As a first novel, The Printer's Devil is impressive. The plot twists in its second half did begin to leave me reeling and - perhaps this is because of my own gender - I resented the major revelation when it came, and still fail to see the point of it, other than a fear (on the part of the author? the publisher? the sellers?) that the book might have insufficiently wide appeal without it. Unfortunately, I was sitting too far down the dinner table to ask the author himself about this, and had to leave to catch a train before the dessert musical chairs. But I very much enjoyed sitting next to a red-shirted Justin Somper, who was on fine form, sharing off-the-record stories about author events, and giving me a little advance news of his forthcoming 'punchy' short fiction pirate-vampires sequence, sheduled to begin appearing early next summer.

Jill Slotover (Financial Times) informed me, apropos of a discussion about marketing & publicity 'extras', she had received a bunch of roses earlier in the day, along with a proof of Hilary McKay's next book. Texting home from the train, I found that no such bouquet had, as yet, been left at ACHUKA's door.

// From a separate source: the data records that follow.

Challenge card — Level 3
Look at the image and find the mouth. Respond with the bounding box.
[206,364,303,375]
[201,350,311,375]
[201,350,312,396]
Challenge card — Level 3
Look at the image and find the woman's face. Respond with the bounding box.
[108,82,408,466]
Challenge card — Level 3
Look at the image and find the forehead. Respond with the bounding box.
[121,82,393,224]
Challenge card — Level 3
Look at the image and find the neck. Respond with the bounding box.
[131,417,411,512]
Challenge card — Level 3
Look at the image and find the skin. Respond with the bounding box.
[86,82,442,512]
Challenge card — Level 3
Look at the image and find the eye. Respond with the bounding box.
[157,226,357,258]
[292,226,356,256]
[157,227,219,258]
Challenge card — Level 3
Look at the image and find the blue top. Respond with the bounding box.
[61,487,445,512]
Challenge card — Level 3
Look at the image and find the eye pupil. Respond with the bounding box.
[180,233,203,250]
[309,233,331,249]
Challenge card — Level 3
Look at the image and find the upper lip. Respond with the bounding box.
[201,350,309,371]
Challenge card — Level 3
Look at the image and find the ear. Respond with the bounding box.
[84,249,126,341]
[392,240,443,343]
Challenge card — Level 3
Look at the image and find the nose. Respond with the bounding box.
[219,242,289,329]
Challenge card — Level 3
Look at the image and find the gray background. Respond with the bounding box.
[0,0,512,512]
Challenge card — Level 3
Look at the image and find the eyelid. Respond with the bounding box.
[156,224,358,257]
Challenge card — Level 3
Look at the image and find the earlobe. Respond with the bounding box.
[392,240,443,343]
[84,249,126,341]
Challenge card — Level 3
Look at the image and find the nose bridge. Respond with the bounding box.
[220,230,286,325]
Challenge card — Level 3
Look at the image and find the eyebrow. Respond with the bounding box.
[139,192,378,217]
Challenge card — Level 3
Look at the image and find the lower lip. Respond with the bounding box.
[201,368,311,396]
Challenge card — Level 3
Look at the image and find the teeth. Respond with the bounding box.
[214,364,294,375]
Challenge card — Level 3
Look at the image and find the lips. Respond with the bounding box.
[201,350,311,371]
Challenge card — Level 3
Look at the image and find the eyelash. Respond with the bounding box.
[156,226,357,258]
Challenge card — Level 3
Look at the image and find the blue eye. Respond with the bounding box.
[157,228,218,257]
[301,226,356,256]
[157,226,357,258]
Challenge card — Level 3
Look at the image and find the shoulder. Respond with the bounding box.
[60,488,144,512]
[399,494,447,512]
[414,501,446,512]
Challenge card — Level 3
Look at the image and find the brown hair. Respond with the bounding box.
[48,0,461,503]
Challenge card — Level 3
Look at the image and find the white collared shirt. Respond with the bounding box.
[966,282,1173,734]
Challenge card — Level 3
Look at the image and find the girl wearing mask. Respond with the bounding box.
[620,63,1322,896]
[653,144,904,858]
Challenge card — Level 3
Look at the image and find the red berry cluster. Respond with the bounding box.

Earlier, I had arrived at Smiths, by chance, with Dinah Hall of the Sunday Telegraph. As we walked through pounding bars in search of the private dining room, she remarked, "Aren't you glad not to be young any more?" And then, both admiring David Frankland's cover art, she wondered, "Do you think that's because it makes us nostalgic for books we remember?" During the short dinner speeches the pounding from the neighbouring bars became increasingly insistent, and posed the question, "Is there still an audience for this kind of novel (a book that could have been written in 1964, 1954 even, as easily as 2004)? We shall see. The book has already gone into a second printing but that, I suspect, is mostly the result of speculative interest from bookdealers and collectors, rather than from a genuine rush of early sales.